If it was empty … The numbness in him was eroding fast as they approached the low wall at the head of the chasm; there was no sign of anyone or anything there, and his fear was breaking through the numbness like orange magma out of the cracks in black lava, it gushed out and billowed through him, became an unbearable ripping tension in every cell of him…

Then a light flickered from low on the wall, and Jackie cried “Ah!” as if stuck with a pin. Nirgal accelerated and the car bounded toward the ice wall, he almost crashed the car right into it; he slammed on the brakes and the big wire wheels of the car skidded very briefly, then ground to a halt. Jackie popped on her helmet and dashed into the lock, and Nirgal followed, and after an agonizing suck and pump they dropped out of. the lock onto the ground, and hurried to the lock door in a shallow recess in the ice.

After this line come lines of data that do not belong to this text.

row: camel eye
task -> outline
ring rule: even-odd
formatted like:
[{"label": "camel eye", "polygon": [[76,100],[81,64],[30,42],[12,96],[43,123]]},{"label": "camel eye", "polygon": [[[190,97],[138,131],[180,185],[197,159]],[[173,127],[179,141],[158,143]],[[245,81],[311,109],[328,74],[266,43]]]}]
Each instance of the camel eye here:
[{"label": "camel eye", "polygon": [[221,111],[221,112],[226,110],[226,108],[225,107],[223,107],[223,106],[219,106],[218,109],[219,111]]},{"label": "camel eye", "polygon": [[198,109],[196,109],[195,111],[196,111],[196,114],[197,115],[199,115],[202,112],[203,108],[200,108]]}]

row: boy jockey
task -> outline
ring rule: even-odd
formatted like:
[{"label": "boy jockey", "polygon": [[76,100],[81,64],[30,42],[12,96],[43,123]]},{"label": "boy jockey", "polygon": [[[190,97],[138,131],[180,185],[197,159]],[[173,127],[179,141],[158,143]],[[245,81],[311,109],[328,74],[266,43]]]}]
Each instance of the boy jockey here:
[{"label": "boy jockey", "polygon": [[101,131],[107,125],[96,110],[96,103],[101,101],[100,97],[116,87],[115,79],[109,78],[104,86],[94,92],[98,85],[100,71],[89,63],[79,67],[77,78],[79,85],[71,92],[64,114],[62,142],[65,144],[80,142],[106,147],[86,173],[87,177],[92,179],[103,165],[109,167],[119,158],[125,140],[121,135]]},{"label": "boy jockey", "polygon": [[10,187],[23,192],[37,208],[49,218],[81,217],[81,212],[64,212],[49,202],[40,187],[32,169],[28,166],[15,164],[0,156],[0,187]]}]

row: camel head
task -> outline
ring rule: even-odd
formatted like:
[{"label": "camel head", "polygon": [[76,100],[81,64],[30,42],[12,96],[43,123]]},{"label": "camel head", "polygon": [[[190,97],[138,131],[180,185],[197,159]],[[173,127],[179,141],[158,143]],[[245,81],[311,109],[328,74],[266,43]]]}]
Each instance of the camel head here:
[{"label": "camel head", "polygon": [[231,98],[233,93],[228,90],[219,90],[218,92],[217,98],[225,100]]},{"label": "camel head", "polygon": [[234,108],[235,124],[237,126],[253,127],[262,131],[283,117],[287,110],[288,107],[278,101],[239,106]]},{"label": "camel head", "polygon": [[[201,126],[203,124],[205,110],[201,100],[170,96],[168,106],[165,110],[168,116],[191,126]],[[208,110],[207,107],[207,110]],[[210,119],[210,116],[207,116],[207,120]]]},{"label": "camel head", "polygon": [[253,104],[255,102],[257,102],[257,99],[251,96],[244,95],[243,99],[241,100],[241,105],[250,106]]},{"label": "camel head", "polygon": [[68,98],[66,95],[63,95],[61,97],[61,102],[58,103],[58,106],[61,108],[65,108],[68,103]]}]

The door opened and four suited figures leaped out holding guns; Jackie cried out over the common band, and in a second the four were hugging them; so far so good, although it was conceivable that they were just comforting them, and Nirgal was still in an agony of suspense, when he saw Nadia’s face behind one of the faceplates. She gave him the thumbs-up sign, and he realized that he had been holding his breath for what seemed like the last fifteen hours entire, though no doubt it was only since he had jumped out of the car. Jackie was crying with relief and Nirgal felt that he wanted to cry too, but the sudden disintegration of the numbness and then the fear had left him merely shattered, exhausted, beyond tears. Nadia led him into the refuge lock by hand, as if she understood this, and when the lock was closed and pumping up Nirgal began to understand the voices on the common band: “I was so -scared, I thought you were dead.”